The MTS working group is “about getting out ahead of the coming transformation,” Nelson added. “If that does not happen, the electric power sector will not be ready to provide customers with the choice they are demanding and to use DER to help meet the state’s goals.”
SDG&E’s director of electric transmission and distribution engineering Will Speer said that even beyond specific takeaways, “the best thing that happened was us sitting around the table and discussing what the future will look like.”
They did not engage in controversial questions about rate design or the costs and benefits of DER, he added. They focused “purely on operational issues.”
A framework on which to build coordination and communication is not urgently needed at present but “we need to establish a process,” Speer said. “A DERMS or some other kind of platform or control system will eventually be necessary but we are not there yet.”
To determine the exact hardware or software infrastructure needed to streamline coordination and communication, “there has to be a bigger DER sample size,” Speer said.
Once such an infrastructure is built, “we will be able to operate in a high DER future with the resources participating in wholesale markets,” Speer said. “That would reduce cost for all our customers.”

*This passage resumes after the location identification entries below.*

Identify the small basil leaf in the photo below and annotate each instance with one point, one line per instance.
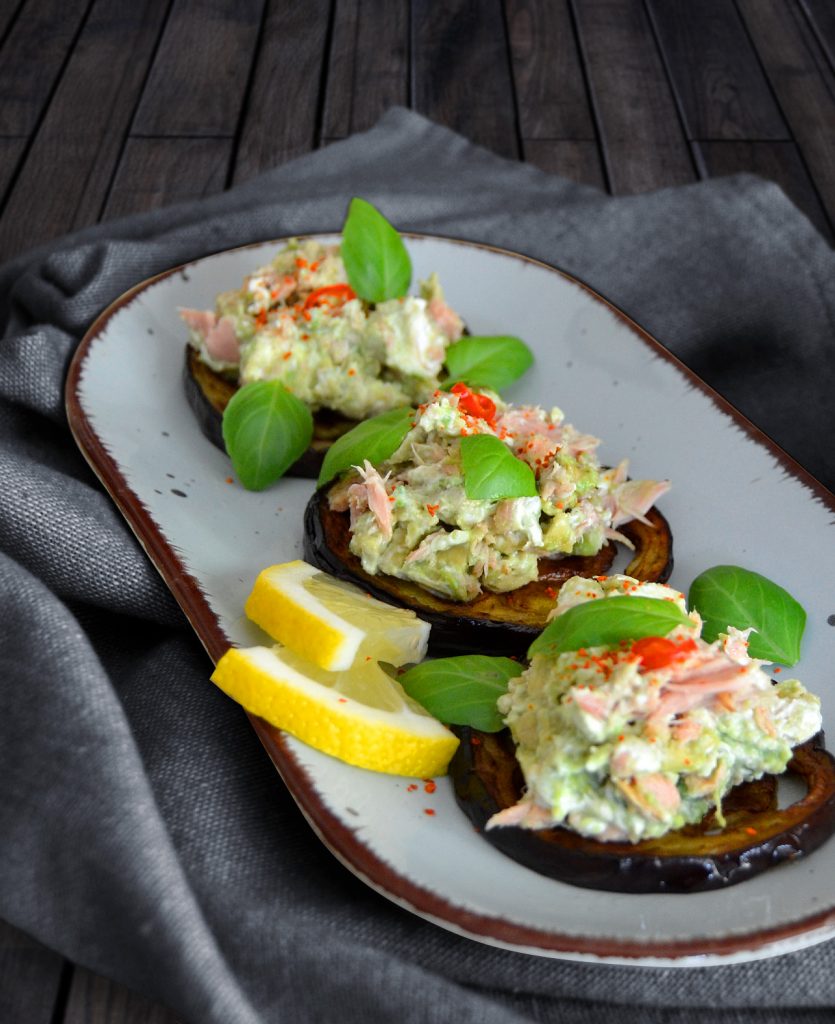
(493, 361)
(492, 471)
(375, 258)
(265, 430)
(374, 439)
(462, 690)
(727, 595)
(608, 621)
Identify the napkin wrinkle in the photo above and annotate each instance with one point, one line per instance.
(182, 866)
(127, 859)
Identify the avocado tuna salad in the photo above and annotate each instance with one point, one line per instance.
(411, 517)
(298, 321)
(629, 741)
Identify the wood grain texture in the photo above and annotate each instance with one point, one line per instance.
(550, 89)
(803, 83)
(11, 152)
(93, 999)
(460, 71)
(32, 58)
(30, 978)
(821, 14)
(156, 172)
(779, 162)
(70, 166)
(719, 83)
(200, 74)
(369, 65)
(578, 161)
(280, 121)
(642, 139)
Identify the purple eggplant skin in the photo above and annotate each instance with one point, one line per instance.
(487, 778)
(208, 393)
(494, 624)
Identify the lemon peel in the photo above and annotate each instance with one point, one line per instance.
(332, 624)
(361, 716)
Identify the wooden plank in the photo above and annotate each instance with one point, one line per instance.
(719, 83)
(821, 14)
(778, 162)
(93, 999)
(579, 161)
(548, 76)
(8, 11)
(804, 85)
(11, 152)
(156, 172)
(65, 180)
(461, 72)
(201, 72)
(293, 51)
(30, 978)
(32, 58)
(368, 69)
(641, 135)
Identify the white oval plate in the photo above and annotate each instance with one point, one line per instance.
(736, 498)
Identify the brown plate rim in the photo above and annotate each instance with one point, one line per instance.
(342, 841)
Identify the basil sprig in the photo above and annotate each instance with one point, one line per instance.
(608, 621)
(265, 430)
(492, 471)
(462, 690)
(374, 439)
(490, 360)
(728, 595)
(375, 258)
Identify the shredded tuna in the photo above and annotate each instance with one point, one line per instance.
(377, 497)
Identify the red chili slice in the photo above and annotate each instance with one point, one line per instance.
(658, 652)
(473, 403)
(330, 295)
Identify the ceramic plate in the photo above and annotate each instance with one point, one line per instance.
(734, 497)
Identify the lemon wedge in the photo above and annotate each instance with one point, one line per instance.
(363, 716)
(330, 623)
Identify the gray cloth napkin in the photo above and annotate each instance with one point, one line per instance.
(143, 832)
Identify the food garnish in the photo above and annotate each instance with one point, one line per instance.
(335, 328)
(327, 686)
(731, 595)
(650, 759)
(361, 716)
(472, 512)
(332, 623)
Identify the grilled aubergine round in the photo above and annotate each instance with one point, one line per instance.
(493, 624)
(757, 834)
(208, 394)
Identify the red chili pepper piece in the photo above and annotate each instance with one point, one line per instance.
(473, 403)
(658, 652)
(330, 295)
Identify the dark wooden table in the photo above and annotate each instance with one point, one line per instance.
(114, 107)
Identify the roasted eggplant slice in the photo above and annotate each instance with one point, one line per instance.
(209, 393)
(493, 624)
(758, 835)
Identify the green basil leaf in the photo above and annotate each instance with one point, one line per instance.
(608, 621)
(375, 258)
(492, 471)
(374, 439)
(490, 360)
(462, 690)
(727, 595)
(265, 430)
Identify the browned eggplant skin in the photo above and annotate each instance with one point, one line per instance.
(487, 778)
(493, 624)
(208, 393)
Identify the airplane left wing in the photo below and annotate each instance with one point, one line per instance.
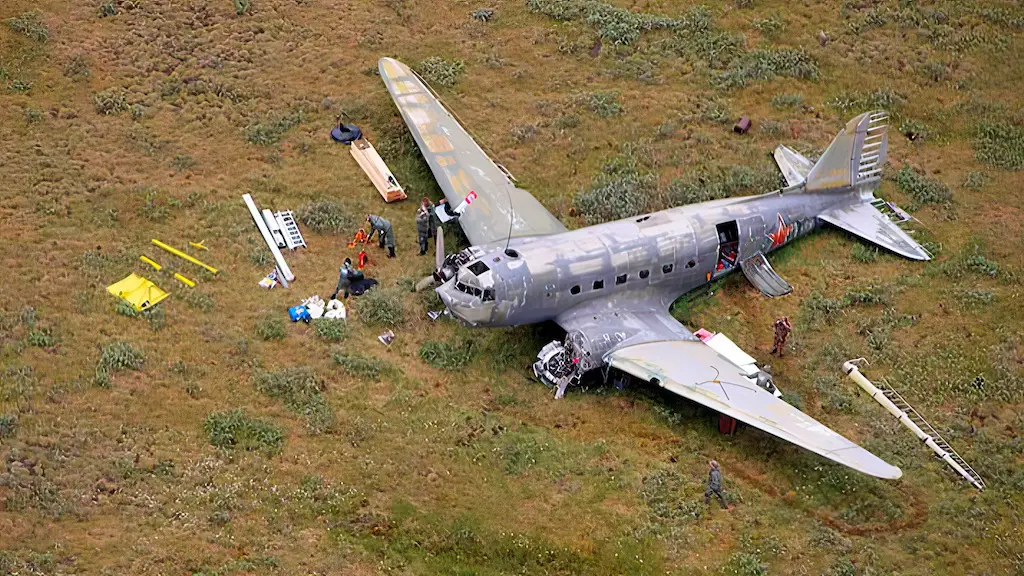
(460, 166)
(651, 345)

Modernizing the system will include a DERMS-like platform that provides automated monitoring and control systems, Speer agreed. That will provide distributed operators with the kind of distribution system visibility CAISO has at the bulk system level. It will also give DER providers the system status signals they need and keep the distribution operators in the loop.
The providers’ perspective
On the third-party side, Advanced Microgrid Solutions (AMS) and Green Charge Networks described the communications proposed by the paper as a “connective tissue” to allow cost-effective management of the grid.

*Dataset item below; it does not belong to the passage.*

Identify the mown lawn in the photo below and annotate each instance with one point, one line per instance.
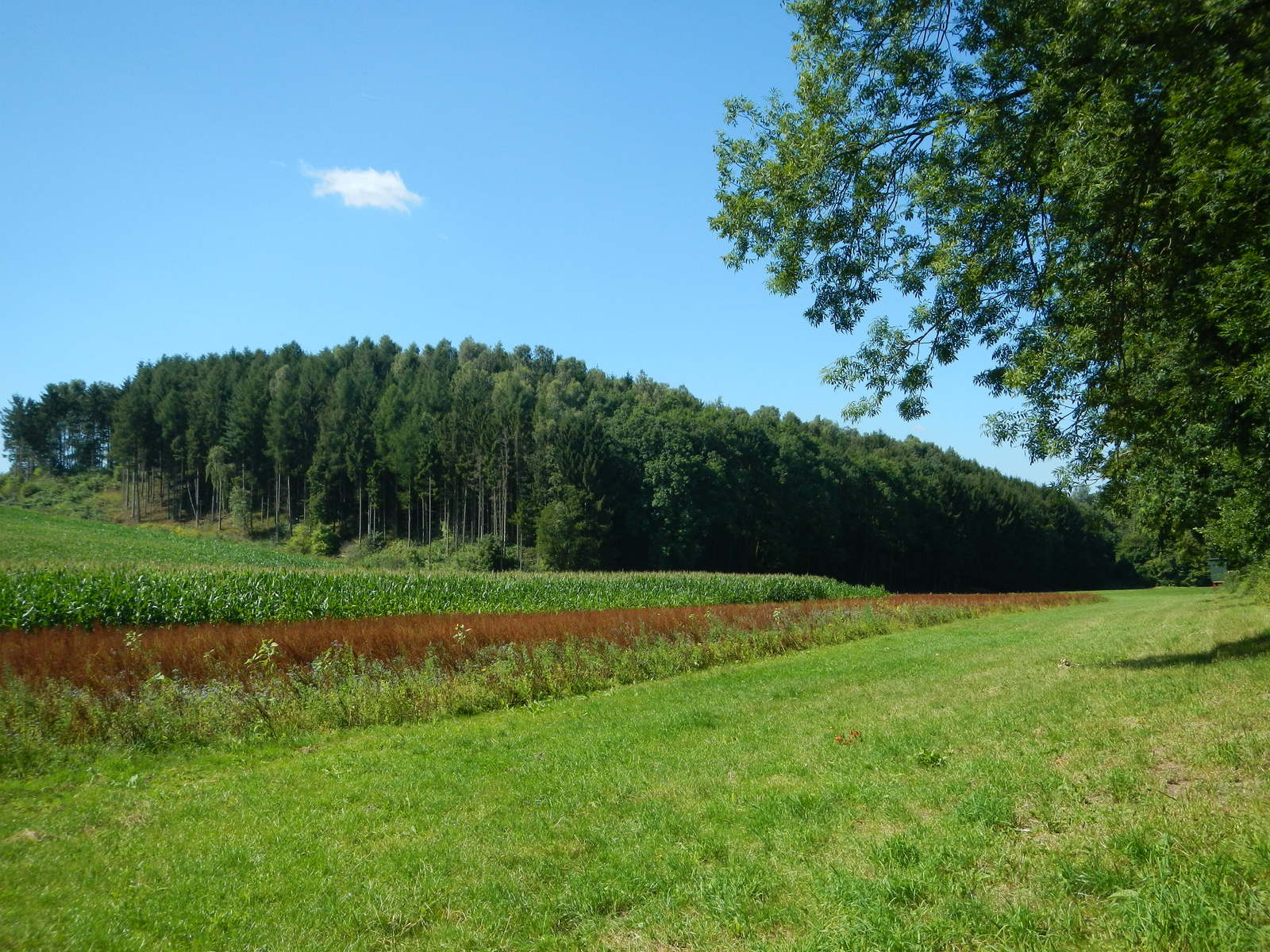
(1086, 777)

It’s crucial because “visibility and control don’t talk to each other and can’t be managed without communication,” said AMS CEO Susan Kennedy, also an MTS board member.
Solutions for communications at the T-D interface “are the key technical and regulatory issues in distribution system operations and will be the foundation for integrating DER,” Kennedy said.
Michael Grabstein, AMS' working group representative and grid sercices project manager, said the paper’s communications proposals are essential to the limited-scale DER aggregation now being done by AMS. “To provide a capacity resource for the ISO, we have to ensure the [distribution operator] does not constrain us.”
AMS' vice president of markets and policy Manal Yamout said AMS’s newest project will deliver a 90 MWh fleet of resources to SCE. “Without communications, that could cause havoc on the distribution grid instead of displacing the need for transmission and distribution upgrades and providing services to the customer.”
The paper’s communications proposals will make aggregated DER, and especially distributed energy storage, dispatchable grid resources, Yamount added. “The key to storage economics is enabling multiple uses of a single asset and that can only happen if everyone who wants to use that asset always knows what’s going on in real time.”
GCN’s vice president of policy Walker Wright said working group participation is crucial for DER providers. “Regulatory intelligence and business development go hand in hand,” he said. “Providers need to be at the table to hear the perspectives of utilities, regulators, and other stakeholders as they build a framework for new DER markets.”
While the working group strives to develop cooperation on the complicated interactions between the three interdependent parties interacting at the transmission-distribution interface, Wright noted ultimately all parties want the same outcome.
“Utilities and DER developers want the same thing, which is to satisfy their customers,” he said. “Consumer demand is the force building the grid of the future and it is important to go back to the kitchen table and ask the question high level regulatory conversations can miss: What is driving consumers?”